4.6. Target prediction and reference transcriptome analysis
Assessing uridine targets was carried out through two websites: SwissTargetPrediction (http://www.swisstargetprediction.ch/) and TargetNet (http://targetnet.scbdd.com/). Targets whose probability was greater than 0 were selected as candidates. Cell processing for reference transcriptome analysis was performed as described in Section 4.2. Transcriptome analysis was performed by Oebiotech (Shanghai OE Biotech Co., Ltd.). Subsequent Kyoto Encyclopedia of Genes and Genomes (KEGG) and Gene Ontology(GO) enrichment analyses and other related analyses were completed by the Oebiotech cloud tools platform.
4.7. Detection of lipid droplets in LX-2 cells
The accumulation of intracellular lipid droplets was observed with Nile red fluorescent dye (Yuanye,7385-67-3). The storage solution was diluted with PBS at a ratio of 1:1000 to create a Nile red working solution for further use. The methods used for cell inoculation and treatment are described in Section 4.2, except that the uridine treatment experiments were extended to 96 hours. After being washed twice with PBS, the cells were fixed with 4% formaldehyde at room temperature for 30 minutes and flushed three times with double distilled water, and then stained with 1 × Nile red working solution at 37°C for 10 min. After being rinsed with double-distilled water 5 times, the slides were sealed with an anti-fading reagent containing DAPI (Servicebio, G1407). The fluorescence signal was detected under a fluorescence microscope (Nile red Ex/Em = 552/636 nm; DAPI Ex/Em = 364/454 nm).
4.8. Immunofluorescence staining detection of PKAc in LX-2 cells
Cell plating and treatment were performed as described in Section 4.2. After the culture medium was aspirated and the cells were washed twice with PBS, fixation was performed with 4% paraformaldehyde at room temperature for 30 minutes, followed by three rinses with double-distilled water. The cells were permeabilized with 0.5% Triton X-100 for 15 minutes and blocked with 5% goat serum for 60 minutes. After being rinsed three times with TBST, the cells were incubated with a rabbit anti-PKAc primary antibody (CST, USA) at 4°C overnight. Before and after incubation with the secondary antibody at room temperature for 1 hour, the cells were rinsed three times with TBST. The slides were mounted with the anti-fade reagent containing DAPI. Observation and imaging were performed under a fluorescence microscope(FITC Ex/Em = 488/525 nm; DAPI Ex/Em = 364/454 nm).
4.9. Loading of siRNA into LX-2 cells
The ADORA1-siRNA(si-ADORA1) and control-siRNA(NC-si) (the sequences are shown in S1 Table) were synthesized by Sangon Biotech (China). To load the siRNAs into LX-2 cells, the siRNAs (60 pmol/well) were added to DMEM supplemented with RNA TransMate (Sangon, E607402) and incubated with the cells for 8 hours. Following an incubation period of 48 hours in complete medium, the LX-2 cells were used directly in further experiments.
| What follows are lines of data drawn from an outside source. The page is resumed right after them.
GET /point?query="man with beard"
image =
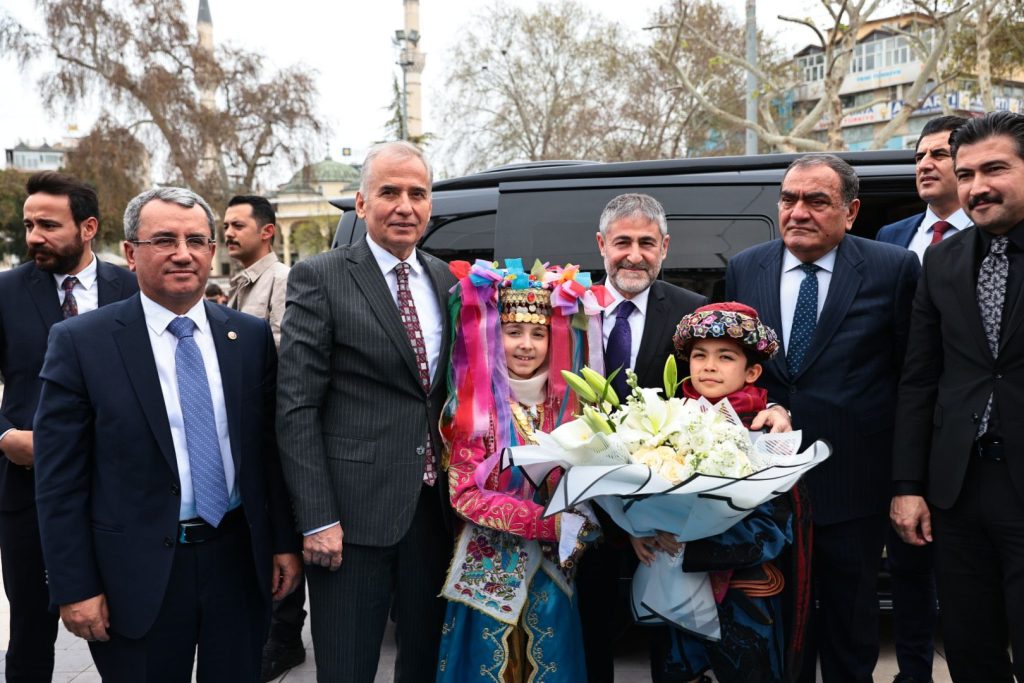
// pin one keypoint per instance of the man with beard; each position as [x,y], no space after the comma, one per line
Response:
[957,472]
[62,279]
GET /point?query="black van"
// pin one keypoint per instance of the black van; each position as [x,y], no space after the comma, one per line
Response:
[716,208]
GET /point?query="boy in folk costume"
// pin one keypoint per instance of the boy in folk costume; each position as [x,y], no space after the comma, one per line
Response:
[725,345]
[512,612]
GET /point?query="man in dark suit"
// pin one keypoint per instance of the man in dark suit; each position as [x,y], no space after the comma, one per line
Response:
[937,186]
[364,359]
[842,306]
[163,512]
[914,610]
[64,278]
[957,473]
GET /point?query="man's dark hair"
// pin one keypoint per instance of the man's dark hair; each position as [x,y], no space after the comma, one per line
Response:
[849,183]
[990,125]
[939,124]
[81,197]
[261,209]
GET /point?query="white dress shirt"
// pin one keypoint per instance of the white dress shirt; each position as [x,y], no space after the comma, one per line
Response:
[86,291]
[424,296]
[790,287]
[922,239]
[636,319]
[164,345]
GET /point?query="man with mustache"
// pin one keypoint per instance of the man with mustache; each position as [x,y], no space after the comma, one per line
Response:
[61,279]
[259,289]
[910,566]
[843,304]
[957,473]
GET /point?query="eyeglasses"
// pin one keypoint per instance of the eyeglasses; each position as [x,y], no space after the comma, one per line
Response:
[194,243]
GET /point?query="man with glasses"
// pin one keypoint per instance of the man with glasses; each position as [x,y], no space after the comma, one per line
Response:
[843,306]
[164,517]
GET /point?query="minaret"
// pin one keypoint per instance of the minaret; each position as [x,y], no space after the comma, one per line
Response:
[414,60]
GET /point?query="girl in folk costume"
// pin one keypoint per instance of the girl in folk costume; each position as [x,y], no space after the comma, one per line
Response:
[512,611]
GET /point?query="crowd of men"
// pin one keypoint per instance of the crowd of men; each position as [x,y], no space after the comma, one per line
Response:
[171,463]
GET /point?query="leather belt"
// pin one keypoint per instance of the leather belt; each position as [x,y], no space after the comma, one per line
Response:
[990,449]
[198,530]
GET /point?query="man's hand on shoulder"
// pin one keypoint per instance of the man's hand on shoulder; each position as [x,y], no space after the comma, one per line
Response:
[16,444]
[911,519]
[88,619]
[324,548]
[287,574]
[776,419]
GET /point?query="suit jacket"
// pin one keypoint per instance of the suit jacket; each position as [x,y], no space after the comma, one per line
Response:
[950,373]
[666,306]
[352,417]
[846,391]
[107,479]
[900,232]
[29,306]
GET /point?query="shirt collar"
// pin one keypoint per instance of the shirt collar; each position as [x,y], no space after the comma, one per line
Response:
[639,300]
[826,262]
[261,265]
[86,276]
[159,317]
[957,219]
[386,260]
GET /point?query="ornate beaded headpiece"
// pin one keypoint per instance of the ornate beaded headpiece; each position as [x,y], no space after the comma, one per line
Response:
[731,321]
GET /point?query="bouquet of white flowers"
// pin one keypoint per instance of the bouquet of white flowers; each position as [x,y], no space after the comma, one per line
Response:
[671,464]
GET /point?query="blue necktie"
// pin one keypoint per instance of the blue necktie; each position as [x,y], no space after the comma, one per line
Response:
[209,482]
[805,317]
[620,347]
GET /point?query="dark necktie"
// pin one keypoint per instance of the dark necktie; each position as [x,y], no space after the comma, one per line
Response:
[70,306]
[209,482]
[805,317]
[407,308]
[991,295]
[938,229]
[620,348]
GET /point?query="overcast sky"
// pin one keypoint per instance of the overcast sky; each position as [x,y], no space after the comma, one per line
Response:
[348,43]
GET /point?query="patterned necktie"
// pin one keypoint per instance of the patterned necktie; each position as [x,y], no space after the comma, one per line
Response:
[620,348]
[805,318]
[938,229]
[407,308]
[991,294]
[70,306]
[209,482]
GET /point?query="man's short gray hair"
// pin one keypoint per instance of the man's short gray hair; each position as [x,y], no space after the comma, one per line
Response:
[628,206]
[849,183]
[180,196]
[402,148]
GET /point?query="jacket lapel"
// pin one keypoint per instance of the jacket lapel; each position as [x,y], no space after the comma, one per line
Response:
[229,360]
[843,289]
[136,352]
[43,291]
[371,281]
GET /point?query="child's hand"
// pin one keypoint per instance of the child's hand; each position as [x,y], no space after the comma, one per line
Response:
[644,548]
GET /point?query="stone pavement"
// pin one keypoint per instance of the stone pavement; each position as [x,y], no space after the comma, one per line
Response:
[74,663]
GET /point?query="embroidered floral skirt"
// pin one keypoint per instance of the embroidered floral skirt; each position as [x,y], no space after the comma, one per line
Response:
[546,644]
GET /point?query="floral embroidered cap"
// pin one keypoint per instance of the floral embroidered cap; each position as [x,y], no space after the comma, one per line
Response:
[729,319]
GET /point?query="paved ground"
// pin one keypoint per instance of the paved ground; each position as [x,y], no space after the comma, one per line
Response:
[74,663]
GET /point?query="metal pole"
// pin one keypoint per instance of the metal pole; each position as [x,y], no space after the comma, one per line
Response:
[752,79]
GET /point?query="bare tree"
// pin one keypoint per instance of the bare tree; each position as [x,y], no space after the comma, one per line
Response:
[142,58]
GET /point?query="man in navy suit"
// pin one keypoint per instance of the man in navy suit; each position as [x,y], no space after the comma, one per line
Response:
[910,566]
[842,306]
[62,278]
[162,507]
[937,186]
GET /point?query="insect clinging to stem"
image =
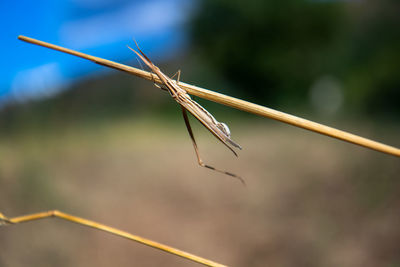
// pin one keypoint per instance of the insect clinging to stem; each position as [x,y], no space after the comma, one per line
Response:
[218,129]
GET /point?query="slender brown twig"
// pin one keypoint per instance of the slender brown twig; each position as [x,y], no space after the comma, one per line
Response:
[234,102]
[55,213]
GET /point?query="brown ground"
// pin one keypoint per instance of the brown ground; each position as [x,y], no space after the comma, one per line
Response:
[309,200]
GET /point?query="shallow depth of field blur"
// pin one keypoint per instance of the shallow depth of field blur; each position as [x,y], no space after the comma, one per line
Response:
[113,148]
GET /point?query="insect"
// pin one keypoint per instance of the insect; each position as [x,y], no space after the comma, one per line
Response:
[218,129]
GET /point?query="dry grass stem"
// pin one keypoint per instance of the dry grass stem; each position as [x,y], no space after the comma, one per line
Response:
[55,213]
[234,102]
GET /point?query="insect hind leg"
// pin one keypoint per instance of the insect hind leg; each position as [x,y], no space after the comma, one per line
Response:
[199,160]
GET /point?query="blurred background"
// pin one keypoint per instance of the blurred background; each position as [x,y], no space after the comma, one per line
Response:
[110,147]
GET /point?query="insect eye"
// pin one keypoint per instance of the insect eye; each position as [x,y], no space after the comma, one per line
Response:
[224,128]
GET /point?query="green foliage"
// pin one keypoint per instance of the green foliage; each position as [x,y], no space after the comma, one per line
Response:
[275,50]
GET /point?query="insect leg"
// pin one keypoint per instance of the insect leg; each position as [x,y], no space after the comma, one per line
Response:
[200,161]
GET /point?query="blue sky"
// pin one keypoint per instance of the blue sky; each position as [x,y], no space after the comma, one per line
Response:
[99,27]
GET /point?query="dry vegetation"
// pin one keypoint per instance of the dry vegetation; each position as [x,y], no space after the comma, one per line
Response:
[309,200]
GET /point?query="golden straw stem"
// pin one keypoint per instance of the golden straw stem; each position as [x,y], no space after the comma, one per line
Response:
[234,102]
[108,229]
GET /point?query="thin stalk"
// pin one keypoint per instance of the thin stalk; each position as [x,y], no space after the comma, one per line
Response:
[92,224]
[234,102]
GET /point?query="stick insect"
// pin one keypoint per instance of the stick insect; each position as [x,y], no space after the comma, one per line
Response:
[218,129]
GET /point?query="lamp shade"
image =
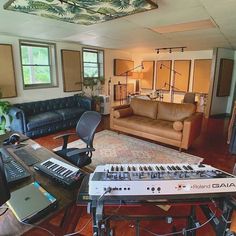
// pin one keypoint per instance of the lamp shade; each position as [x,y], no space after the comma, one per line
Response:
[137,75]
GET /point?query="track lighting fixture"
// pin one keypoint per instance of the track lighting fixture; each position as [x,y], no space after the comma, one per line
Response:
[170,49]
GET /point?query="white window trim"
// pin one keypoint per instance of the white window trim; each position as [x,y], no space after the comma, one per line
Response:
[52,63]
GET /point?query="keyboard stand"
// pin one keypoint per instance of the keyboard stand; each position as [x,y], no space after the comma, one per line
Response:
[101,211]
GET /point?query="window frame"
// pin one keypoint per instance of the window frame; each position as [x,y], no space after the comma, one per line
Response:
[52,64]
[99,63]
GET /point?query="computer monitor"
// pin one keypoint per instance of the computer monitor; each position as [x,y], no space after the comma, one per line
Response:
[4,189]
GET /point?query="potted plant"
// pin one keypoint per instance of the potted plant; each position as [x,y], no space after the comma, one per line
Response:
[4,117]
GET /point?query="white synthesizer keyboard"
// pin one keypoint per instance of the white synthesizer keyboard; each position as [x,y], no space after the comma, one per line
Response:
[159,180]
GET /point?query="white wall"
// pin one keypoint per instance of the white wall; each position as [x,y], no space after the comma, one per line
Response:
[37,94]
[221,105]
[187,55]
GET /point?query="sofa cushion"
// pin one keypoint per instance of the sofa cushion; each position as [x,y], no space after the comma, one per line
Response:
[178,125]
[144,107]
[123,112]
[42,119]
[152,126]
[71,113]
[175,111]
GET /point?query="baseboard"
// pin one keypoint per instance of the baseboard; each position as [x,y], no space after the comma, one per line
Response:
[220,116]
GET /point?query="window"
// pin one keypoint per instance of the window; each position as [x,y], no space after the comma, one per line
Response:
[38,64]
[93,66]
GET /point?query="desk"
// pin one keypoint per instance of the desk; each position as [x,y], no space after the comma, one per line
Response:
[66,197]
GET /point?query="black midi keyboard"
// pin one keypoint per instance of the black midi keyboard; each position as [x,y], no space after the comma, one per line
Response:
[59,171]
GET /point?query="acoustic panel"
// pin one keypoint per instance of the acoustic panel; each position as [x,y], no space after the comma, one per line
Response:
[148,75]
[225,77]
[201,75]
[7,72]
[71,67]
[163,74]
[181,75]
[123,67]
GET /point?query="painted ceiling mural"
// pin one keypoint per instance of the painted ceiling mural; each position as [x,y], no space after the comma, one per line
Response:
[84,12]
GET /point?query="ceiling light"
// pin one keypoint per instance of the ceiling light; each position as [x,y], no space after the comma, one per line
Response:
[170,49]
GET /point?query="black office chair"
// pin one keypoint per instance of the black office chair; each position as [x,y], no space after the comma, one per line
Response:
[85,129]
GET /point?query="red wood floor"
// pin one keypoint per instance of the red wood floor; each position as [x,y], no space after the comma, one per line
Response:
[211,145]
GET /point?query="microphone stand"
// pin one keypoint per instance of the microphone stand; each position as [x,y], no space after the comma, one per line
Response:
[126,77]
[172,86]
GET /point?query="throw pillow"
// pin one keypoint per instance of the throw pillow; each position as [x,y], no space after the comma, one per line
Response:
[178,125]
[123,112]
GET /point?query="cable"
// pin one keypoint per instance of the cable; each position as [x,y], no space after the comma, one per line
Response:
[80,229]
[182,231]
[4,211]
[39,227]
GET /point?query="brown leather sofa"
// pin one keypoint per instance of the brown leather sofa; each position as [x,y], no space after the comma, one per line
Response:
[170,123]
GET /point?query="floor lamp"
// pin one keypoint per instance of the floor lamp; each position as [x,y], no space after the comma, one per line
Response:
[172,86]
[137,76]
[126,76]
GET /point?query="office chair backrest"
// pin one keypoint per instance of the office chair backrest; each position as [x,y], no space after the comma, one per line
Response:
[87,125]
[189,98]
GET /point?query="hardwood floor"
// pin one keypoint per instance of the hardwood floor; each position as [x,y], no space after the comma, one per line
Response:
[211,145]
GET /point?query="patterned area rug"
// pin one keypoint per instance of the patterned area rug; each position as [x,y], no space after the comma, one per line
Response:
[112,147]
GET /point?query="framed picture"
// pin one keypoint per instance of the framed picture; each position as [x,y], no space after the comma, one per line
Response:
[181,75]
[225,77]
[163,74]
[201,75]
[71,68]
[7,72]
[122,66]
[148,74]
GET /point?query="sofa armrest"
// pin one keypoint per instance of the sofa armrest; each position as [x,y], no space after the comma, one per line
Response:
[115,108]
[192,129]
[18,120]
[86,103]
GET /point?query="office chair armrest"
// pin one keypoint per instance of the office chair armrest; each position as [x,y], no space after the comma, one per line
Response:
[78,151]
[65,138]
[64,135]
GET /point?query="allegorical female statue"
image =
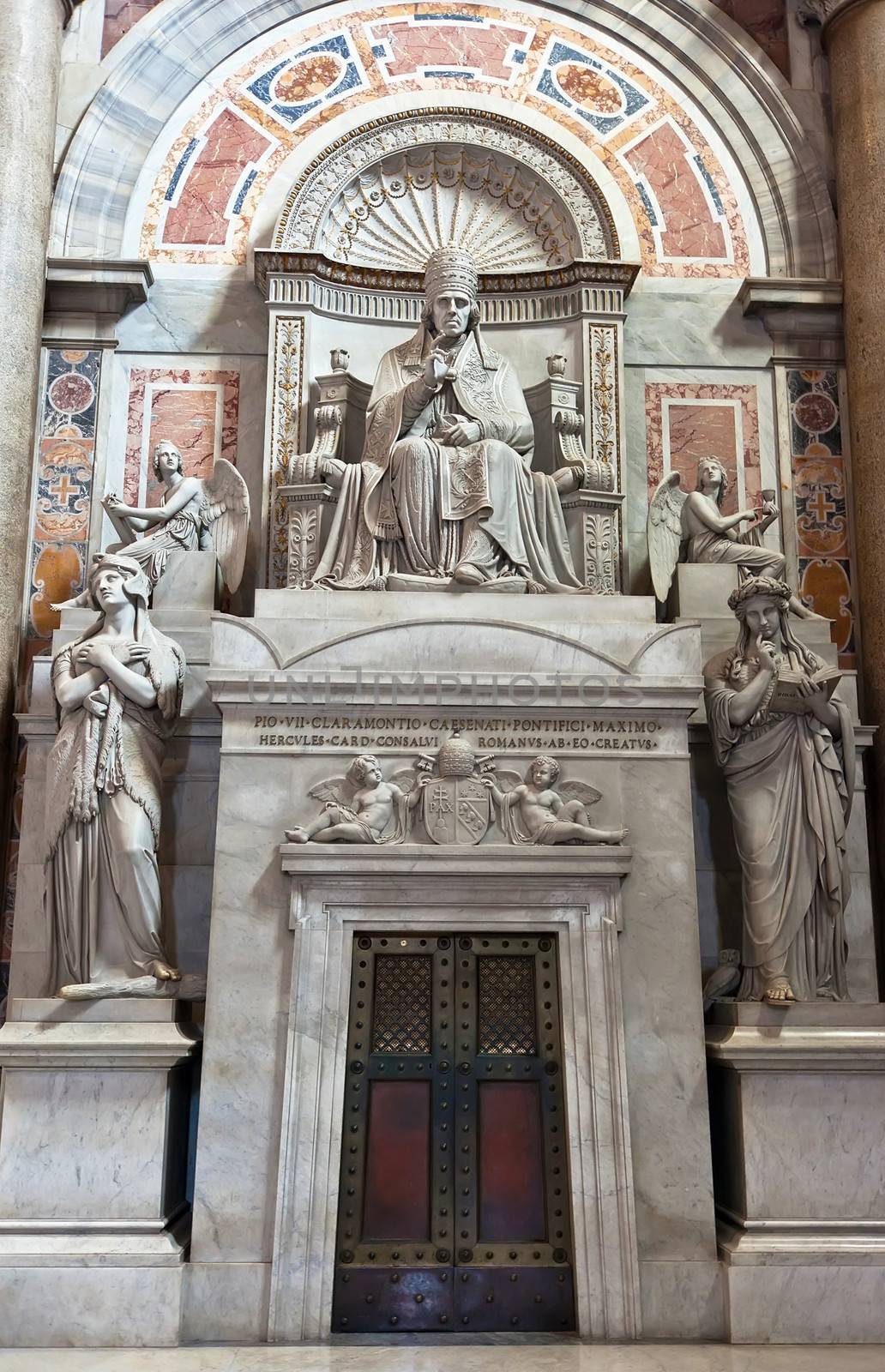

4.10. Cellular Thermal Shift Assay(CETSA)
LX-2 cells were harvested from a 10-cm culture dish, washed twice with PBS, and resuspended in 2 mL of PBS containing a protease inhibitor cocktail (Solarbio, China). The suspension underwent four freeze-thaw cycles (30 seconds in liquid nitrogen, followed by rapid thawing in a 37°C water bath and gentle mixing). After the final thawing, the suspension was sonicated (3 seconds on, 3 seconds off, for 30 cycles). The lysate was clarified by centrifugation at 15000 × g for 20 minutes at 4°C, and the supernatan was collected and stored at -80°C. Protein concentration was measured using a BCA protein assay kit (Biosharp, China).The protein solution was divided into two groups: Control (C group) and Test (T group). The T group was supplemented with uridine (Beyotime, China) to 8 mM, while the C group received PBS. Both groups were incubated at room temperature (25°C) for 2 hours. After incubation, the protein solutions were divided into six tubes and kept on ice. The tubes were heated at six temperatures (40, 50, 60, 70, 80, 90°C) in a preheated metal bath for 5 minutes, then incubated at room temperature for 3 minutes and cooled on ice.After heat treatment, the solutions were centrifuged at 15000 × g for 40 minutes at 4°C to remove denatured proteins. Supernatants were transferred to new tubes for subsequent western blot analysis.
4.11. Experimental animals
ICR mice (aged 6 weeks, weighing 20 ± 2 g) were purchased from Zhejiang Viton Lihua Experimental Animal Technology Co., Ltd. (Jiaxing, China) (license number: SCXK (Hangzhou, China) 2019–0001) and kept in the same environment at the Experimental Animal Center of Jiangsu Institute of Parasitic Diseases (license number: SYXK (Su) 2017–0050); the ethical approval number was JIPD-2020–002.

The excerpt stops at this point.